LiveView storing Session Data on Redirect

This article is based on a very early version of LiveView and is here for historical purposes only.

As part of my talk at EMPEX 2019 on LiveView, I showed a (hackish) way of using encrypted :flash messages as a means to communicate information from the LiveView websocket to the Connection Session. If you know a better way, please reach out to me @a4word to discuss.

If you don't know about LiveView, maybe read more about that first

Problem

How can you have your LiveView login form update the user's session across pages?

Sockets do not store Sessions

LiveView makes it easy to roll out interactive forms without having to write custom JavaScript. But what if that form wants to store a user record in Session to keep her logged in between pages.

Yes, you could create a single-page-app (SPA) and have the socket maintain the state. But, we are not building a SPA here.
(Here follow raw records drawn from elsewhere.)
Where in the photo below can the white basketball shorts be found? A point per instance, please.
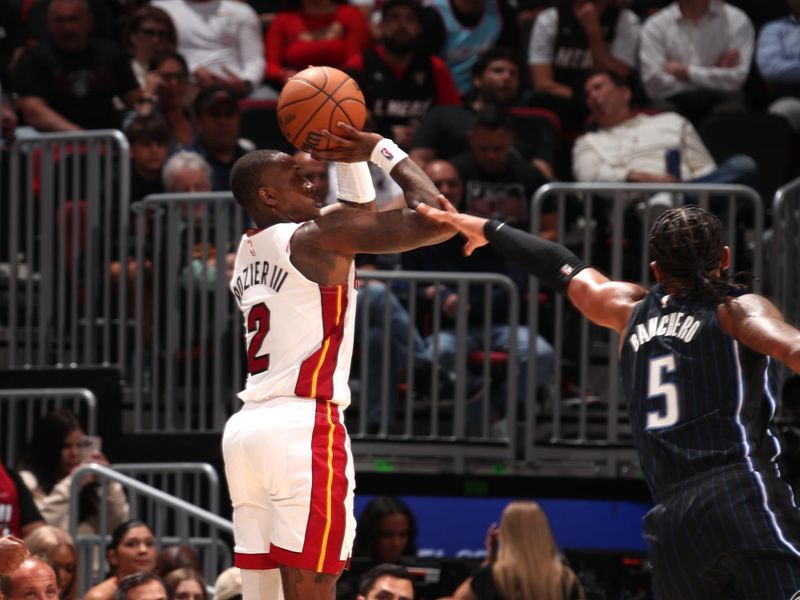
(291, 479)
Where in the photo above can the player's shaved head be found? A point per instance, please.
(252, 171)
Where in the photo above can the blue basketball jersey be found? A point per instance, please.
(698, 400)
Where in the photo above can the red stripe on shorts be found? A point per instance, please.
(327, 517)
(315, 379)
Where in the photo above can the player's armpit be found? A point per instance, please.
(759, 325)
(604, 302)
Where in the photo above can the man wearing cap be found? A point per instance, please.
(400, 80)
(218, 126)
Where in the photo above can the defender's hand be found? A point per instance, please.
(470, 226)
(12, 554)
(354, 146)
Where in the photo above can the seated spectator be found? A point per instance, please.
(228, 585)
(319, 32)
(47, 464)
(522, 561)
(386, 582)
(132, 550)
(176, 557)
(33, 579)
(778, 59)
(400, 81)
(461, 30)
(218, 127)
(12, 554)
(172, 99)
(386, 531)
(57, 548)
(498, 184)
(632, 147)
(448, 256)
(69, 81)
(443, 131)
(185, 584)
(695, 57)
(149, 146)
(20, 516)
(568, 41)
(141, 586)
(150, 31)
(221, 41)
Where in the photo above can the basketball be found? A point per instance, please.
(319, 98)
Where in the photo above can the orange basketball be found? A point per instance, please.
(315, 99)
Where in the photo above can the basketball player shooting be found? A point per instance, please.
(698, 375)
(287, 452)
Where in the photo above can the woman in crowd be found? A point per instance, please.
(318, 32)
(47, 465)
(173, 96)
(522, 561)
(132, 550)
(150, 31)
(185, 584)
(57, 548)
(387, 531)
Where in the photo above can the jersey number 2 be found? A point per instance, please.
(656, 386)
(258, 325)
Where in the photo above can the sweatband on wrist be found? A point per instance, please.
(549, 262)
(354, 183)
(387, 155)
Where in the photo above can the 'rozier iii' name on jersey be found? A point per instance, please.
(677, 325)
(259, 272)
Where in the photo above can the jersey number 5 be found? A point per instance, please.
(258, 325)
(656, 386)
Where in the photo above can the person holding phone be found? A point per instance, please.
(59, 447)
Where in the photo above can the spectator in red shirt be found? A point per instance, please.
(400, 80)
(320, 32)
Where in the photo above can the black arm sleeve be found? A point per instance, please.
(552, 263)
(28, 512)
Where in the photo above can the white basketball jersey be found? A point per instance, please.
(298, 334)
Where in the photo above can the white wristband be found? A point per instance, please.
(354, 183)
(386, 154)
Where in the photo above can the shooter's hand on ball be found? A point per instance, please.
(355, 146)
(470, 226)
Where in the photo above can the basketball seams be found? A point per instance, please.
(337, 105)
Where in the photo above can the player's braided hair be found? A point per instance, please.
(687, 244)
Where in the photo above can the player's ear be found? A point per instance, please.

The reason this is not straight straight forward is that LiveView communicates with your server through a WebSocket Channel, but your sessions are managed using Connection (aka conn) Session. So we need a way to securely tell LiveView connection on redirect that our user is logged in.

Sharing Flash Messages

In web applications, when you do something great (or terrible perhaps) most frameworks (Phoenix included) allow you to drop a one-time message into your flow, typically called Flash Messages

Here's a typical usage (non-LiveView).

defmodule HelloWeb.PageController do
  ...
  def index(conn, _params) do
    conn
    |> put_flash(:info, "Welcome to Phoenix, from flash info!")
    |> put_flash(:error, "Let's pretend we have an error.")
    |> render("index.html")
  end
end

Two interesting things to note:

  • Phoenix does not care about the keys you use.
  • Flash messages can be complex structures (just so long as they can be JSON encoded)

So, we could just as easily store a flash message like

defmodule HelloWeb.PageController do
  ...
  def index(conn, _params) do
    conn
    |> put_flash(:info, %{title: "Welcome to Phoenix", subtitle: "One time flash info!")
    |> render("index.html")
  end
end

And then in your template you can unwrap the flash message

<%= if msg = get_flash(@conn, :info) do %>
  <h1><%= msg[:title] %></h1>
  <h2><%= msg[:subtitle] %></h2>
<% end %>

LiveView Flash

To break out of LiveView, you can redirect to a new page. At it's simplest it looks like

{:stop, socket |> redirect(to: "/somewhere_else")}

And this supports adding Flash messages, for example

{:stop,
 socket
 |> put_flash(:info, "Welcome")
 |> redirect(to: "/account")
}

If you dig into the Phoenix and LiveView code, you will see that this information is encrypted between the server and client to avoid the client writing their own flash messages.

Putting Flash in a LiveView message

Using Flash to pass along login success

Knowing that the flash messages can contain any JSONable record, and that those messages are encrypted, we can use that that flash information from the LiveView genserver back to the server.

Adding authenticated user to flash

In friendly copy and paste code...

def handle_event("join-mailing-list", %{"email" => email, "password" => password}, socket) do
  validate(email, password)
  |> case do
    :ok ->
      socket
      |> put_flash(:user, %{email: email})
      |> redirect(to: "/account")
      |> socket_reply(:stop)
    :error ->
      socket
      |> assign(:msg, "Unable to validate your account.")
      |> socket_reply()
  end
end

defp socket_reply(socket, reply \ :noreply), do: {reply, socket}

On the server connection, we can then look at the :user flash message to check if we were logged in from LiveView

Fetch user from flash

In friendly copy and paste code...

defp set_from_flash(conn) do
  conn
  |> Phoenix.Controller.get_flash(conn, :user)
  |> case do
    nil -> conn
    user -> conn |> assigns(:user, user)
  end
end

As LiveView evolves, this process for managing session between the socket and the session might change. For now, this mechanism works and I believe provides a secure means of supporting session control between pages when using LiveView.